Writing Style the First: Press Releases
As some, or maybe all of you know, I work for a press-release distribution company. Without going into too much detail about my job there -- which a) isn't germane to this topic and b) would probably bore you anyway -- my day is generally spent reading through anywhere from 10 to 15 press releases composed by various clients that have contracted with my company to distribute their news.
If you've ever written/read a press release then you know something about how the vast majority are composed. They usually start with a sentence that goes something like this: "ABC Company (NYSE:ABC) announced today that .... (fill in the blank here)." Whether it's a statement of their quarterly earnings, saying they hired a new person, or announcing a new contract, product, service, etc, I can almost guarantee you that every single press release I see starts with some variation on that sentence. Then the rest of it deals with expanding on that first sentence, and the release will then end with a Boiler Plate describing the company and (mostly) a legal statement under one of the Securities acts that says the news in the release is only true as of the date of the release.
The order changes depending on the company, but most releases will have that same organization. Seeing all these has made me very, very familiar with the way to compose and edit a press release for maximum "oomph" if you will.
Writing Style the Second: Blog Posts
The writing style of blog posts is very conversational -- sort of like I'm telling you this over a beer at the local bar or sitting in a very informal class. Personally I like to think I'd be one of those professors who actually takes their students outside on a nice day. Then again, the reality is more along the lines of me being the one that students say "don't take his class, he doesn't give out high grades easily." I always liked the second kind of professor more than the first (what can I say? I likes me a challenge).
The long and short of it is that people who read blog posts almost expect them to be very informal. Because having that conversation, even if one-sided, with the writer is what makes blogs like the Archives awesome.
Writing Style the Third: Feature Articles
My primary part-time job is as a Hyperlocal Reporter for six websites that are owned by Hello Metro. By the way, the phrase "Hyperlocal" means I focus my attention on happenings within and immediately around those cities. I'm not writing stories about Baghdad, or Kabul, or the earthquake in Japan; rather what I am doing is writing travel articles about places like the Mark Twain House in Hartford, Connecticut or the Adirondack Museum outside Albany, NY.
This style of writing is looser than a straight news article, and somewhat conversational similar to a blog post. However the difference here is that I divorce myself from the text by not writing in the first person. This isn't the same method with all feature articles, mind you, as some prefer the writer to have a presence inside the text of the piece. But the ones I write for Hello Metro don't read as "experiential" feature pieces -- that's my term for the ones where the writer is experiencing what he or she is writing about. These are informational feature articles that are meant to be used as introductions to the location they're profiling.

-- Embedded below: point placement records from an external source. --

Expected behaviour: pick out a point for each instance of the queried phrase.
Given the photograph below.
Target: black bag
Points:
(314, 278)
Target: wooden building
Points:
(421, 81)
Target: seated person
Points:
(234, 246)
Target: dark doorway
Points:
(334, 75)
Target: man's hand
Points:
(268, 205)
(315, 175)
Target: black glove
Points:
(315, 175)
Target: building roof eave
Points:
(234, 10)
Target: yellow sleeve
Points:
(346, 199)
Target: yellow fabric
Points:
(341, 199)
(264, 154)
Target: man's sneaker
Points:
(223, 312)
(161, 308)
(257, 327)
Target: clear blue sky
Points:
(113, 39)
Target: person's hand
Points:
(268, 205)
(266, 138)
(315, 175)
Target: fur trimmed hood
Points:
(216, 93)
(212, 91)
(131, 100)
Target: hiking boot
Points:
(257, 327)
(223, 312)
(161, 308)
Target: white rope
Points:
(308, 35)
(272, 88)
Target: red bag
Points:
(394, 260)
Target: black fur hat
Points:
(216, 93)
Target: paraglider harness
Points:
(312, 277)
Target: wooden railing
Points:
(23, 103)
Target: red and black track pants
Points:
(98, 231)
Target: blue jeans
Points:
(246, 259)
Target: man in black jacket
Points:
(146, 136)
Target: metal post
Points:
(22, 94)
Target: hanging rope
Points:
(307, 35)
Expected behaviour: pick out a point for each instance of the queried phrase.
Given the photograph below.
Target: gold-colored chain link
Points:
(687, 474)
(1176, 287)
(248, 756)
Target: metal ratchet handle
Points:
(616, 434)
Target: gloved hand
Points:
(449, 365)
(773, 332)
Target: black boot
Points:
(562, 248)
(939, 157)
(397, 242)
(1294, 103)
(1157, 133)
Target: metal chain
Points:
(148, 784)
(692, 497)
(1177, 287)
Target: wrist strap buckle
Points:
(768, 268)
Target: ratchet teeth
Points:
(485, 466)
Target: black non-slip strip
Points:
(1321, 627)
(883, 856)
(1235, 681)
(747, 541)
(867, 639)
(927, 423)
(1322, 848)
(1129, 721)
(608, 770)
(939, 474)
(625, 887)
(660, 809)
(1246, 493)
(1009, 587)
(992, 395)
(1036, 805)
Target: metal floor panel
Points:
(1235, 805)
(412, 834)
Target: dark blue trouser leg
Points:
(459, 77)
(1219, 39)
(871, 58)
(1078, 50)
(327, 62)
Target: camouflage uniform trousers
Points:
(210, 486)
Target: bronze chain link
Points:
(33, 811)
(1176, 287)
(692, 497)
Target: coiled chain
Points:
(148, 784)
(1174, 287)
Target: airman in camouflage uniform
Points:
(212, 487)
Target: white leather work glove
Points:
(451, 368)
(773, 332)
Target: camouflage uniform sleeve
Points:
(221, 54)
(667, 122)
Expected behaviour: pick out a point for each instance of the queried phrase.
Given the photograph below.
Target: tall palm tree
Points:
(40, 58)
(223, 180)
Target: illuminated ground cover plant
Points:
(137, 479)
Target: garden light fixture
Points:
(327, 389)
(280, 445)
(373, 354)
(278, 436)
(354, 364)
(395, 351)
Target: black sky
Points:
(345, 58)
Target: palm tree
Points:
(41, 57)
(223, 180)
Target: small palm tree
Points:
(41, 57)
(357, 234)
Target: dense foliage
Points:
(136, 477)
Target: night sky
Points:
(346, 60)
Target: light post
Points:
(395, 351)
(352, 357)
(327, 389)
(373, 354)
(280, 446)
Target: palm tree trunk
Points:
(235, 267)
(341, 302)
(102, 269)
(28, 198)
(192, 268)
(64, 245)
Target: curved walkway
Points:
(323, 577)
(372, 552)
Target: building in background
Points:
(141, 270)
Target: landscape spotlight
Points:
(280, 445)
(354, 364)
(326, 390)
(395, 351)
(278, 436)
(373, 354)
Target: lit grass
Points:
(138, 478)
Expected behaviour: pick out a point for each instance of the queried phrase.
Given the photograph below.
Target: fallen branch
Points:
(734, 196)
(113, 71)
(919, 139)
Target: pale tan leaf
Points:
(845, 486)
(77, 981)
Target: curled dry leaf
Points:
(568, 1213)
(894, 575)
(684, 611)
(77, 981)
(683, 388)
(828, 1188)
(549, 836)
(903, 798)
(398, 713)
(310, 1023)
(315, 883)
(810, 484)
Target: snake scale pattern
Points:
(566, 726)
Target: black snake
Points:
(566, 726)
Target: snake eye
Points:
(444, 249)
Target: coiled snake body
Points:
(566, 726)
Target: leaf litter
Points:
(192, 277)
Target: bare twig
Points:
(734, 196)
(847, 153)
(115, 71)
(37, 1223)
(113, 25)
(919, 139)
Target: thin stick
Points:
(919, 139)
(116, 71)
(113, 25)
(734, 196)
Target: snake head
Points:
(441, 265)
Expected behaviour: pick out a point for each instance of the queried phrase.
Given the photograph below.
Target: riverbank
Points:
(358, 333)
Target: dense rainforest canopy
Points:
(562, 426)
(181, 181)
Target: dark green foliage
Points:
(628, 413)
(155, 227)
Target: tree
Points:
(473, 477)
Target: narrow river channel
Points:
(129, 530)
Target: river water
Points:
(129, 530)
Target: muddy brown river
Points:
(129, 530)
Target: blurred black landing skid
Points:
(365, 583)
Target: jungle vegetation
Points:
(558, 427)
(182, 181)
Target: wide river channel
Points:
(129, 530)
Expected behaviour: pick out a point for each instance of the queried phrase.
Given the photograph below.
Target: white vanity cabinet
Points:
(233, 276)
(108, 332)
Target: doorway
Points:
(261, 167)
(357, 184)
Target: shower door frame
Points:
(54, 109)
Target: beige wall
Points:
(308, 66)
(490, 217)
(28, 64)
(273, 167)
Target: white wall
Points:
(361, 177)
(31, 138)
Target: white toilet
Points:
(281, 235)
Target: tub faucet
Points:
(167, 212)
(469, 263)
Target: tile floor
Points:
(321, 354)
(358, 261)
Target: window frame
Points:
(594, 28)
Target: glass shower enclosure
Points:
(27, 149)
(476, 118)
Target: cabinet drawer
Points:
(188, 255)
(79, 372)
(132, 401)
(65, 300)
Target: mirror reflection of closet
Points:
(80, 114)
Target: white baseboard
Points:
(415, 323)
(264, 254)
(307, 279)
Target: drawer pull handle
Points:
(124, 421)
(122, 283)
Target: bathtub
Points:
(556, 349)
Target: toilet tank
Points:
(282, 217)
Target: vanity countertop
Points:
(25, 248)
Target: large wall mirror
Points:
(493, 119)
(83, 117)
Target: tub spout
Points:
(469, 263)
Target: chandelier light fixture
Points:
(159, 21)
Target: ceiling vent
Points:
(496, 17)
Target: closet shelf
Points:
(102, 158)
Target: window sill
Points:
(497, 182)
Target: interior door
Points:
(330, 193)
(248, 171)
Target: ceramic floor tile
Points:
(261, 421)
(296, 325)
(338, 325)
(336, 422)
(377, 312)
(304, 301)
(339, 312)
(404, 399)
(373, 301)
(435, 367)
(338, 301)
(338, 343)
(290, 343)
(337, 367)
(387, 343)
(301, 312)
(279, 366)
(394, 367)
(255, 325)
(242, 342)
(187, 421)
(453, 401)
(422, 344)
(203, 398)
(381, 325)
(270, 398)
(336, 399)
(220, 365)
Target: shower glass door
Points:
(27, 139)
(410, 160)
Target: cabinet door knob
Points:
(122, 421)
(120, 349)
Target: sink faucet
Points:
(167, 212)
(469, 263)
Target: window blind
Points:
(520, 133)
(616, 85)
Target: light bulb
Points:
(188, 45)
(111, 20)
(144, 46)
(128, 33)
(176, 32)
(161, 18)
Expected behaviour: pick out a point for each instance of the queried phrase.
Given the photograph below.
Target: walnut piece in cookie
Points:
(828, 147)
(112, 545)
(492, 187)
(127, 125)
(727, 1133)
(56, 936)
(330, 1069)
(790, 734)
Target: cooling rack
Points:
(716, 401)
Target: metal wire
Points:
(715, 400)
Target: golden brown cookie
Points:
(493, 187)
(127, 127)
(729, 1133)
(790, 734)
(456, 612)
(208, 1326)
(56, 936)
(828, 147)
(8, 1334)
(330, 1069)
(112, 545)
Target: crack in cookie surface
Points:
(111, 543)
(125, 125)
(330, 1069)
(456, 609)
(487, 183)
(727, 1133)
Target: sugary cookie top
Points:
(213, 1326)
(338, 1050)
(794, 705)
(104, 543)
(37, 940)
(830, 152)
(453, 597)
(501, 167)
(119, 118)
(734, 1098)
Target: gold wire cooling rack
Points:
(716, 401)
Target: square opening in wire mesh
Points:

Writing Style the Fourth: Fiction
In among all of this other writing I'm exposed to, I also spend time crafting fictional worlds for the reader to enjoy playing around in. Y'all have probably seen my Dark Days in Bright City story posted over at Free the Princess, and I know for a fact that I've thrown excerpts of CALLARION AT NIGHT up at that blog before. My latest piece, by the way, is called PURITY DISTILLED, a Steampunk horror/adventure set around the holidays (Winter Festival in the world of the story). I'm hoping to make it into a novella in time for the open call for holiday- or winter-themed Steampunk pieces from Carina Press by their June 15 deadline.
This style is more conversational than the Feature Articles, less structured than the Press Releases, and also less conversational than the Blog Posts. The reasons are as follows: 1) Novelists write the way people talk, 2) A good story is a good story no matter the organization (except for a few things), and 3) Many novels/short stories are written in 3rd person POV, which would amount to me typing "Matthew thinks this" in a blog post.
Now here comes the interesting part: I'm exposed to each of these writing styles every week. Besides scrambling my brains up like a great big ... thing that scrambles other things ... being exposed to all of these styles helps me become a better writer because it enhances the flexibility of verbiage that I now possess. I can write a press release one minute, compose a blog post the next, bang out a feature piece later in the day, and then also write and/or edit fiction. So it's a net benefit.
... I think.
How many writing styles are you exposed to in your daily life?